1032 - Baphomets Monster
Daran würde er bis zu seinem Todestag denken.
Um ihn herum war es still. Nichts regte sich mehr. Nur das eigene Atmen hörte der Abbé, der sich dann bewegte wie ein Träumer und nach dem steckenden Zündschlüssel griff.
Wie immer sprang der Motor des R4 etwas widerwillig an, als sollte Bloch noch an denjenigen erinnert werden, dem der Wagen einst gehört hatte und der nun tot im Fond lag.
Der Templer wollte zurück zum Haus seines Freundes fahren. Begraben konnte er ihn nicht, das mußte später erfolgen. Auch die Polizei wollte er aus dem Spiel lassen, aber morgen war auch noch ein Tag, und John Sinclair hatte ihm sein Kommen zugesagt.
Er fuhr einfach los. Und er achtete dabei auch nicht auf irgendwelche Verfolger. Sie hätten ihn jetzt abschießen können, ohne auf Gegenwehr zu treffen.
Daß der Abbé auf dem Weg zum Haus seines Freundes war, glich schon einem Zufall. Er stellte den Wagen davor ab, stieg aus und öffnete die Fondtüren. Dann holte er die Leiche hervor. Er schleppte sie ins Haus und legte sie in das Schlafzimmer. Auf dem schlichten Bett fand der Tote seinen Platz.

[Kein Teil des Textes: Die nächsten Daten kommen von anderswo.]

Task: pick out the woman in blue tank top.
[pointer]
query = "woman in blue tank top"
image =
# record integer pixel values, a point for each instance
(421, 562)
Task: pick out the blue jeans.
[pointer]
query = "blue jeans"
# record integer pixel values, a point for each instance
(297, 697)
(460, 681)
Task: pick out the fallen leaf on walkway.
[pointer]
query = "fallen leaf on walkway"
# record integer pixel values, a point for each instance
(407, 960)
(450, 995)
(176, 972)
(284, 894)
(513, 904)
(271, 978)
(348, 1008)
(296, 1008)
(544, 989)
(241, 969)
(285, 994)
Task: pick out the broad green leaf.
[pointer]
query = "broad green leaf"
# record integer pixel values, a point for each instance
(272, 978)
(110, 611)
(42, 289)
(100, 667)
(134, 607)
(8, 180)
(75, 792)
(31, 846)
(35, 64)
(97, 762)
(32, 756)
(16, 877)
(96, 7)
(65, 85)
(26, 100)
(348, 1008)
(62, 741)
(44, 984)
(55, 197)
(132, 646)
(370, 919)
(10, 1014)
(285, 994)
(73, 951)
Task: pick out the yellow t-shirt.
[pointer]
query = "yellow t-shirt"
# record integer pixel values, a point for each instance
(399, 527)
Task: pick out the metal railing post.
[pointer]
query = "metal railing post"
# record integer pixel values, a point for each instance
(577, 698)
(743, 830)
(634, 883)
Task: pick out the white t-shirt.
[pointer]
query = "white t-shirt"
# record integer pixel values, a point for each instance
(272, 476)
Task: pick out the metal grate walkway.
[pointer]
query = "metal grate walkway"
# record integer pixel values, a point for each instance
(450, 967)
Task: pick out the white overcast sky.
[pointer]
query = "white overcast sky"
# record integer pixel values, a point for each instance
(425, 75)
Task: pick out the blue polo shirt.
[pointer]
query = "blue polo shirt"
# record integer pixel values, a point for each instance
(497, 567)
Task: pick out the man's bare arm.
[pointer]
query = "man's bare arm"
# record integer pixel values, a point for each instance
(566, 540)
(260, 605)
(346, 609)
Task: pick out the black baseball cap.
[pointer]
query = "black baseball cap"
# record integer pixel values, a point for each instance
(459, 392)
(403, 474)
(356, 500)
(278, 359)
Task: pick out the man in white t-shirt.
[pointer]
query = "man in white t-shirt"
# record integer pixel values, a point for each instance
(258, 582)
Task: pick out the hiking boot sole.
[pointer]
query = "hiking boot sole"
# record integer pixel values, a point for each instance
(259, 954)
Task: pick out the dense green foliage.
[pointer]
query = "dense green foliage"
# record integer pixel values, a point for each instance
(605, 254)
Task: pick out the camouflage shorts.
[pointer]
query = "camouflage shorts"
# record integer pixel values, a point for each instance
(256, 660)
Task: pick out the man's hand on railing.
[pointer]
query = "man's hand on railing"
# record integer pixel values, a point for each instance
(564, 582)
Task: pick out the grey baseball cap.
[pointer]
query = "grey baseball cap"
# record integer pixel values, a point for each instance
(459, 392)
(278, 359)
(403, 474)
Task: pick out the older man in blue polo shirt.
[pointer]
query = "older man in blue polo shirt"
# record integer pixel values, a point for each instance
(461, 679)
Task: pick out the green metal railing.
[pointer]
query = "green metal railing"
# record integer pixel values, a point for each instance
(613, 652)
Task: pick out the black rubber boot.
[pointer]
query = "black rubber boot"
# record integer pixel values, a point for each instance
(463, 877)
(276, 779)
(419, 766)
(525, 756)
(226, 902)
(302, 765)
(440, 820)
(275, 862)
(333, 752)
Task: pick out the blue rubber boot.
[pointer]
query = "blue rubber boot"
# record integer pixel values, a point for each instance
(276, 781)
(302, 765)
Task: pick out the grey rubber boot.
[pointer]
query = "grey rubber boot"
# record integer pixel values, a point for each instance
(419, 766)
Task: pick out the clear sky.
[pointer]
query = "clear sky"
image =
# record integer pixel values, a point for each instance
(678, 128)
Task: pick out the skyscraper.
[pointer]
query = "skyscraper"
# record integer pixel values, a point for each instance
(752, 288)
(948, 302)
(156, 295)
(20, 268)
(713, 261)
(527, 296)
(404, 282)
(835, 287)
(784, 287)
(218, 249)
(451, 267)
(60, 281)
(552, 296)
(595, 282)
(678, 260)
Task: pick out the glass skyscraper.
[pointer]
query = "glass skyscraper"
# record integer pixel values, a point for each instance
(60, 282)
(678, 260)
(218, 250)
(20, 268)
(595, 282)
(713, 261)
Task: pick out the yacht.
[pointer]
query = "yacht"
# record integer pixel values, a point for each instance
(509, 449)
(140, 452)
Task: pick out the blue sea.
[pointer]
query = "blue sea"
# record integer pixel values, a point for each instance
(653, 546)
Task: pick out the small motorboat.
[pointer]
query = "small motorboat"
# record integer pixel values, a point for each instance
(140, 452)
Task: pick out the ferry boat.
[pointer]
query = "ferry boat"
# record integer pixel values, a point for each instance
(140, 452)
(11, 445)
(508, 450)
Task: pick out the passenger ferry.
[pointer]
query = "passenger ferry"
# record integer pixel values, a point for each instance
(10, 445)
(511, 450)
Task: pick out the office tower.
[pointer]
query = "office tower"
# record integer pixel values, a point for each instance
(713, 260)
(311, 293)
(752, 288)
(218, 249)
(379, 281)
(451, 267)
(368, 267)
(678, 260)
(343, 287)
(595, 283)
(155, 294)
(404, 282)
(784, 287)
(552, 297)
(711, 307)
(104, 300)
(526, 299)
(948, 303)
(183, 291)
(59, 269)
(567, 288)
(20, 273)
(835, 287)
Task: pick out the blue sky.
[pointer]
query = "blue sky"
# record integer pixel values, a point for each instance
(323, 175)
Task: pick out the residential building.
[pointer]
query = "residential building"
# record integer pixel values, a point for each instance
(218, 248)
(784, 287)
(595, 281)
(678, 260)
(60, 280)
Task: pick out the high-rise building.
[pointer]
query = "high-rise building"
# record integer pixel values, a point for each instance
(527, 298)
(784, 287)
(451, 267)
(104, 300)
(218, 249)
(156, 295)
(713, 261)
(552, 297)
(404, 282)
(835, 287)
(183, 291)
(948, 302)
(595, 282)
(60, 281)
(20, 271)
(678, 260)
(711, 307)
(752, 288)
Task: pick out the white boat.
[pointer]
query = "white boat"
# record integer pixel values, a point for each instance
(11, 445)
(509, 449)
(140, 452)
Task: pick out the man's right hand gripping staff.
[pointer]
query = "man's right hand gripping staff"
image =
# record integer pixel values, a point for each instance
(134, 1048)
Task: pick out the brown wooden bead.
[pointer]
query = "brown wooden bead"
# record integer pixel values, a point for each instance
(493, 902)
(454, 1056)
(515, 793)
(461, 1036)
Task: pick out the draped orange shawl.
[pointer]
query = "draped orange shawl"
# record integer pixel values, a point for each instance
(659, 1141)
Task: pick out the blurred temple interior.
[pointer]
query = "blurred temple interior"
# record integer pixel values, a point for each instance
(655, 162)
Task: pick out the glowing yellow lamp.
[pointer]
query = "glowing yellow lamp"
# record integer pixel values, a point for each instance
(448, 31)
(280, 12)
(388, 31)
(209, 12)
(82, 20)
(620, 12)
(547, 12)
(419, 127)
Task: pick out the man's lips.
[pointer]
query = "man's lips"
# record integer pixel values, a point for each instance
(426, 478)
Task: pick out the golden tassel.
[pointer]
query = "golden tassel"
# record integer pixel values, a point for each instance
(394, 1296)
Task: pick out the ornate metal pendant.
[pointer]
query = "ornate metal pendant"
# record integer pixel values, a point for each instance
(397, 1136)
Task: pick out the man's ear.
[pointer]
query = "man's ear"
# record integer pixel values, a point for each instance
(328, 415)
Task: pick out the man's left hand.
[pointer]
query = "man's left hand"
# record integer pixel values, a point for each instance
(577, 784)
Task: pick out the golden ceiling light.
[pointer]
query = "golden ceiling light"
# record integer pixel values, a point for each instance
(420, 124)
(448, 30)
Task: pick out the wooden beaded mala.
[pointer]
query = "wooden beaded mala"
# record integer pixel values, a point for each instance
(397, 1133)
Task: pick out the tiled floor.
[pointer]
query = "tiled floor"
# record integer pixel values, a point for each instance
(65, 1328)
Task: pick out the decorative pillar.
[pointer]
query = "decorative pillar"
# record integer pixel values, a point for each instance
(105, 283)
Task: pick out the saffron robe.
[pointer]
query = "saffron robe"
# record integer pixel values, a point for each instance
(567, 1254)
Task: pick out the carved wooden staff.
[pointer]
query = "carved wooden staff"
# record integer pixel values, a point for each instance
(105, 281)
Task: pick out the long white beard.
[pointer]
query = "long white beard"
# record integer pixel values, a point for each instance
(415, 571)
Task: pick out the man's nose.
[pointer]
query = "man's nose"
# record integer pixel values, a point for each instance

Im Licht der Lampe sah der Abbé die drei Einschußlöcher zum erstenmal richtig. Dreimal war also geschossen worden. Es gab drei alte Templer-Kirchen, es gab auch drei Figuren und nun auch drei Kugellöcher im Körper des Freundes.
Dreimal hatte bei ihm der Tod zugeschlagen.
Der Templer schluckte den eigenen Speichel. Kniend nahm er noch einmal Abschied. »Dein Tod wird nicht ungesühnt blieben, das kann ich dir versprechen, René.«
Danach stand er auf. Mit müden Schritten kehrte er zurück ins Wohnzimmer. Er roch den Staub und nahm diesen Geruch auf wie ein letztes Andenken an seinen toten Freund.
Aber er dachte auch an sich und daran, wie knapp er dem gleichen Schicksal entronnen war. Hätte ihn diese geheimnisvolle Unbekannte nicht gewarnt, wäre er vielleicht nicht mehr am Leben. Die andere Seite kannte keine Gnade.
Es ging um Baphomet. Es ging um seine auf den Kirchendächern hockende Monster, und der Abbé hatte auch nicht in den kalten, hellen Glanz in deren Augen vergessen.
Ein erstes Anzeichen von Leben?
Nein, Leben wollte er das nicht nennen. Höchstens ein Erwachen.
Das böse Erwachen schrecklicher Kreaturen. Selten hatte er John Sinclairs Eintreffen so herbeigesehnt wie jetzt.
Leider konnte er nicht fliegen, und so mußte sich der Abbé den Rest der Nacht und die meiste Zeit des Tages noch gedulden müssen. Auch in der Hoffnung, am Leben zu bleiben.
Er war müde und trotzdem aufgeregt und innerlich angespannt.
Es war unmöglich, wenn er die Nacht über im Haus hin- und herlief. Er mußte versuchen, Schlaf zu finden, sonst sah der andere Tag noch schlechter für ihn aus. Und den Schlaf fand er auch. Irgendwann, kurz vor Sonnenaufgang schlief er in einem Sessel sitzend ein.
***
Der Abbé hatte uns vom Bahnhof abgeholt, der als Treffpunkt ausgemacht worden war. Wir aber waren mit einem Leihwagen gekommen, der am Flughafen bereitgestanden hatte, und vor allen Dingen besaß der BMW – wir nahmen ihn immer, wenn Suko mit von der Partie war – eine Klimaanlage.
Schon beim ersten Anblick auf dem Bahnsteig war uns aufgefallen, wie schlecht unser Freund Bloch aussah. Auf der Fahrt zum Ziel erfuhren wir den Grund.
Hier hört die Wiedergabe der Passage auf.